Reputation: 49590
Given each row that represents a task, with start time and end time, how can I calculate the number of running tasks (i.e. that started and not ended) at the time each task starts (including itself) using a window function with COUNT OVER
? Is a window function even the right approach?
Example, given table tasks
:
task_id start_time end_time
a 1 10
b 2 5
c 5 15
d 8 13
e 12 20
f 21 30
Calculate running_tasks
:
task_id start_time end_time running_tasks
a 1 10 1 # a
b 2 5 2 # a,b
c 5 15 2 # a,c (b has ended)
d 8 13 3 # a,c,d
e 12 20 3 # c,d,e (a has ended)
f 21 30 1 # f (c,d,e have ended)
Upvotes: 3
Views: 152
Reputation: 173013
As Elliott has mentioned - "it's generally more difficult to explain analytic functions to new users" and even established users do not always 100% good at it (while being very very close to it)!
So, while Dudu Markovitz answer is great - unfortunatelly, it is still incorrect (at least as per how I understood question). The case when it is not correct is when you have multiple tasks started at the same start_time - so those tasks have wrong "running tasks" result
As an example - consider below example:
task_id start_time end_time
a 1 10
aa 1 2
aaa 1 8
b 2 5
c 5 15
d 8 13
e 12 20
f 21 30
I think, you would expect below result:
task_id start_time end_time running_tasks
a 1 10 3 # a,aa,aaa
aa 1 2 3 # a,aa,aaa
aaa 1 8 3 # a,aa,aaa
b 2 5 3 # a,aaa,b (aa has ended)
c 5 15 3 # a,aaa,c (b has ended)
d 8 13 3 # a,c,d (aaa has ended)
e 12 20 3 # c,d,e (a has ended)
f 21 30 1 # f (c,d,e have ended)
If you will try it with Dudu's code - you will get below instead
task_id start_time end_time running_tasks
a 1 10 1
aa 1 2 2
aaa 1 8 3
b 2 5 3
c 5 15 3
d 8 13 3
e 12 20 3
f 21 30 1
As you can see result for tasks a and aa wrong.

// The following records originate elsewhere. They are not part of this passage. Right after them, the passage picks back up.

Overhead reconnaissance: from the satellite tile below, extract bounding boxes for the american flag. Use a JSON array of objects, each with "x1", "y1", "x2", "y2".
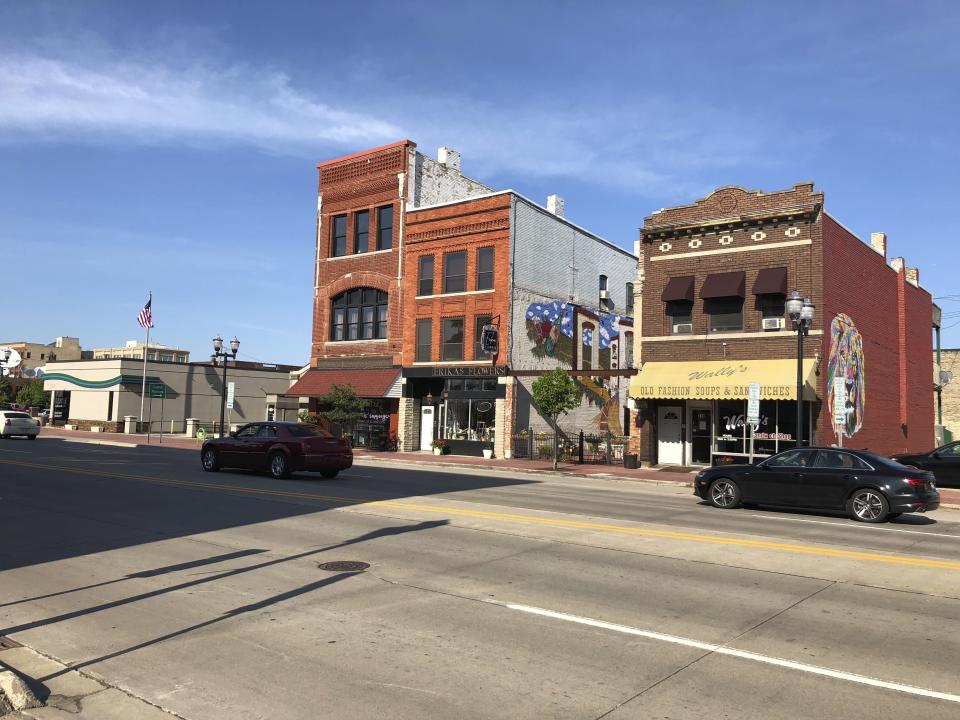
[{"x1": 137, "y1": 296, "x2": 153, "y2": 329}]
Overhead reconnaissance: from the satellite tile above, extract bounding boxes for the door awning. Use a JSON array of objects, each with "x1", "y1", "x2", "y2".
[
  {"x1": 630, "y1": 360, "x2": 817, "y2": 400},
  {"x1": 660, "y1": 275, "x2": 693, "y2": 302},
  {"x1": 700, "y1": 270, "x2": 746, "y2": 300},
  {"x1": 284, "y1": 368, "x2": 400, "y2": 398},
  {"x1": 753, "y1": 268, "x2": 787, "y2": 295}
]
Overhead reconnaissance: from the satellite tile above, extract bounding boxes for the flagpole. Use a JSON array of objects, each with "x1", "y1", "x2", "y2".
[{"x1": 137, "y1": 290, "x2": 153, "y2": 432}]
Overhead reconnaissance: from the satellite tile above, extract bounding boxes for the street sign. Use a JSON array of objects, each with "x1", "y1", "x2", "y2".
[
  {"x1": 833, "y1": 377, "x2": 847, "y2": 427},
  {"x1": 747, "y1": 383, "x2": 760, "y2": 425}
]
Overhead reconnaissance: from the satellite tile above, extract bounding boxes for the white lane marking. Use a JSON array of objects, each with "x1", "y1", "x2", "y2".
[
  {"x1": 498, "y1": 600, "x2": 960, "y2": 703},
  {"x1": 746, "y1": 513, "x2": 960, "y2": 538}
]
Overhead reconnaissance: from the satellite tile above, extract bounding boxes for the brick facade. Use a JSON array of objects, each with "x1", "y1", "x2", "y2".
[
  {"x1": 635, "y1": 183, "x2": 933, "y2": 461},
  {"x1": 403, "y1": 194, "x2": 510, "y2": 366}
]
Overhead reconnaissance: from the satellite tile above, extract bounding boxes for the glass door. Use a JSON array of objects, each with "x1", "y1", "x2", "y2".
[{"x1": 690, "y1": 407, "x2": 713, "y2": 465}]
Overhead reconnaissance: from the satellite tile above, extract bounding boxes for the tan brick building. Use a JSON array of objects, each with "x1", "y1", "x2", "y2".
[{"x1": 630, "y1": 183, "x2": 933, "y2": 465}]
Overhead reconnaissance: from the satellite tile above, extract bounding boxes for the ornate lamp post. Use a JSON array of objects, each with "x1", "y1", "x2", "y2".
[
  {"x1": 210, "y1": 335, "x2": 240, "y2": 437},
  {"x1": 786, "y1": 290, "x2": 814, "y2": 447}
]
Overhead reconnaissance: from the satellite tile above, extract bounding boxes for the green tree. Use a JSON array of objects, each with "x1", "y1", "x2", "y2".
[
  {"x1": 317, "y1": 385, "x2": 370, "y2": 432},
  {"x1": 17, "y1": 378, "x2": 48, "y2": 408},
  {"x1": 533, "y1": 368, "x2": 580, "y2": 470}
]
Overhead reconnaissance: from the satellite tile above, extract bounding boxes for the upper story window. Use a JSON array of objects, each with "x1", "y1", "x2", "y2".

The reason is because of use of ROWS UNBOUNDED PRECEDING
instead of RANGE UNBOUNDED PRECEDING
- small but very important nuance!
So below query will give you correct result
SELECT task_id,start_time,end_time,running_tasks
FROM (
SELECT
task_id, tm, op, start_time, end_time,
SUM(op) OVER (ORDER BY tm ,op RANGE UNBOUNDED PRECEDING) AS running_tasks
FROM (
SELECT
task_id, start_time AS tm, 1 AS op, start_time, end_time
FROM tasks UNION ALL
SELECT
task_id, end_time AS tm, -1 AS op, start_time, end_time
FROM tasks
) t
)t
WHERE op = 1
ORDER BY start_time
quick summary:
ROWS UNBOUNDED PRECEDING - sets the window frame based on rows' position
whereas
RANGE UNBOUNDED PRECEDING - sets the window frame based on rows values
Again - as Elliott has mentioned - this is much more complex to fully get into it than JOIN concept - but it worth it (as it is much more efficient than joins) - see more about Window Frame Clause and ROWS vs RANGE use
Upvotes: 2
Reputation: 33745
You can use a correlated subquery, which in this case is a self-join; no analytic functions are needed. After enabling standard SQL (uncheck "Use Legacy SQL" under "Show Options" in the UI) you can run this example:
WITH tasks AS (
SELECT
task_id,
start_time,
end_time
FROM UNNEST(ARRAY<STRUCT<task_id STRING, start_time INT64, end_time INT64>>[
('a', 1, 10),
('b', 2, 5),
('c', 5, 15),
('d', 8, 13),
('e', 12, 20),
('f', 21, 30)
])
)
SELECT
*,
(SELECT COUNT(*) FROM tasks t2
WHERE t.start_time >= t2.start_time AND
t.start_time < t2.end_time) AS running_tasks
FROM tasks t
ORDER BY task_id;
Upvotes: 2
Reputation: 44951
select task_id,start_time,end_time,running_tasks
from (select task_id,tm,op,start_time,end_time
,sum(op) over
(
order by tm,op
rows unbounded preceding
) as running_tasks
from (select task_id,start_time as tm,1 as op,start_time,end_time
from tasks
union all
select task_id,end_time as tm,-1 as op,start_time,end_time
from tasks
) t
)t
where op = 1
;
Upvotes: 2